Como todos vocês devem saber pelo menos por alto, corre atualmente a polêmica a respeito da urgência na tramitação dos projetos de lei que regularão a exploração do pré-sal, que foi imposta pelo governo, mais especificamente pelo Presidente Lula.
A urgência já foi retirada, após o governo ter chegado a um acordo com a oposição. Acontece que o acordo existe na Câmara, mas não no Senado. Na Casa alta do Legislativo, periga de a urgência retornar.
Depois de ser convencido pelo PT e pelo PMDB de que esta seria a melhor medida a ser tomada, o Presidente Lula concordou com a retirada da urgência. Mas não pensem que tratou-se de um respeito ao Legislativo, como alguns alegam. Na realidade, foi um recuo meramente estratégico.
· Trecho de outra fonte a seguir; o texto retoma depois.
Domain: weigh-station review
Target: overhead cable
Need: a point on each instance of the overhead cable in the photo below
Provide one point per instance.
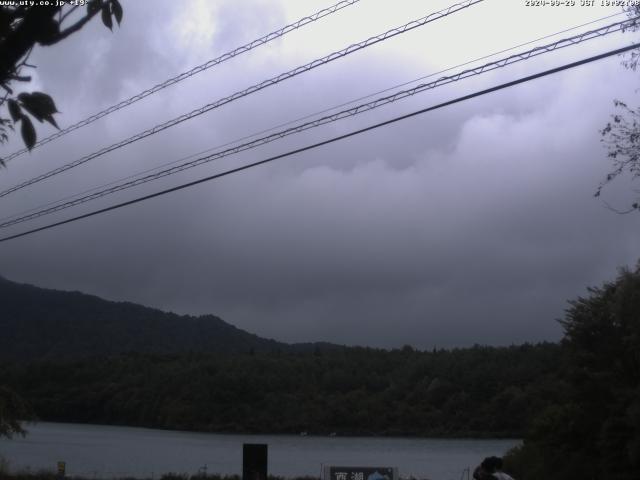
(501, 63)
(189, 73)
(254, 88)
(330, 140)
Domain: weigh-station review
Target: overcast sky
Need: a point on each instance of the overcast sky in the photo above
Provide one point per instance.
(470, 224)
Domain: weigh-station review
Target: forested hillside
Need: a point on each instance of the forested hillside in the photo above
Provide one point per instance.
(476, 392)
(38, 323)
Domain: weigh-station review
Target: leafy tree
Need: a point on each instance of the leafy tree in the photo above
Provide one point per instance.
(621, 135)
(22, 27)
(594, 430)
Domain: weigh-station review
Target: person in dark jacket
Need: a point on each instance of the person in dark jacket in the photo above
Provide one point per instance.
(490, 469)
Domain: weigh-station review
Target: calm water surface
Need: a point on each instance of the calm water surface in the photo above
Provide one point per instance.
(103, 451)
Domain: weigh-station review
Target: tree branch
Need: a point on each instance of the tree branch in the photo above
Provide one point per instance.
(73, 28)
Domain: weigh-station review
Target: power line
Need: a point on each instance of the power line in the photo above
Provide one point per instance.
(254, 88)
(331, 140)
(195, 70)
(501, 63)
(291, 122)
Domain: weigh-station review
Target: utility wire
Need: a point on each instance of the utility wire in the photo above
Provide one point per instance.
(254, 88)
(311, 115)
(570, 41)
(195, 70)
(332, 140)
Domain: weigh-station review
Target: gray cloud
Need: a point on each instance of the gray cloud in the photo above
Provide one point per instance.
(472, 224)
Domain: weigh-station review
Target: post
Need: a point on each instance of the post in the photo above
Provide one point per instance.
(254, 461)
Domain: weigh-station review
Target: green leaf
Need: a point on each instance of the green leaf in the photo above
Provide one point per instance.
(28, 132)
(93, 6)
(38, 104)
(14, 109)
(52, 121)
(106, 17)
(116, 9)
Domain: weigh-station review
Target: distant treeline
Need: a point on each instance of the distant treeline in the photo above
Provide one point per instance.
(477, 392)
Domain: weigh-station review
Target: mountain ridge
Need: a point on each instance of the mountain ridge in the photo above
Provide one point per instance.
(48, 324)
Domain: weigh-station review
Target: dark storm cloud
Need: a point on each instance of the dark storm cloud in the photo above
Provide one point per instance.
(471, 224)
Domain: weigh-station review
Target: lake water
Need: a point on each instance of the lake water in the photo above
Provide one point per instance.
(107, 452)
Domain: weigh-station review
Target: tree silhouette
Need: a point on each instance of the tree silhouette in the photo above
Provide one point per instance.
(23, 27)
(621, 135)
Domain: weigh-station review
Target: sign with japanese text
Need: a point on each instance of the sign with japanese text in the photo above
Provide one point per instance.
(360, 473)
Se a urgência fosse levada adiante, a pauta das votações seria obstruída pela discussão dos projetos que têm o selo de urgência, afinal, assim ordena o art. 64, § 2° da Constituição Federal. Acontece que, ocorrendo isso, a oposição faria um escarcéu no Plenário da Câmara e a derrota da oposição, iminente por não ela não deter maioria na Casa, seria pelo menos adiada.
Com o acordo, o governo conseguiu a garantia de que os projetos serão votados a partir de 10 de novembro. Percebe-se então, claramente, que Lula apenas negociou, não recuou, não respeitou o Legislativo como afirmou Michel Temer. Não há nada de respeito do Executivo com relação ao Legislativo, não há nada de parcimônia de Lula com relação aos parlamentares, pelo contrário. Há manipulação velada. Como também houve em outros governos, diga-se de passagem.
Voltemos ao Senado. Lá, o Senador Romero Jucá trabalha para que haja a fixação de um calendário semelhante ao da Câmara. Aos que não se mostram muito receptivos, Jucá demonstra que a urgência pode voltar, ameaçando de leve.
A oposição quer discutir o tema até que ele seja exaurido. O governo quer pressa, para poder apresentar o pré-sal na campanha de Dilma Rousseff em 2010. Obviamente, a oposição pede o debate também para minimizar este uso político.
Comentando a posição da oposição, Jucá falou uma pérola: “O governo é o senhor do calendário”.
Obviamente Jucá diz isso pois o Presidente tem, por força do art. 64, § 1° da Constituição Federal, a possibilidade de “solicitar urgência para apreciação de projetos de sua iniciativa”.
Mas quem foi que disse que esta expressão é inofensiva e que ela apenas reflete a realidade constitucional?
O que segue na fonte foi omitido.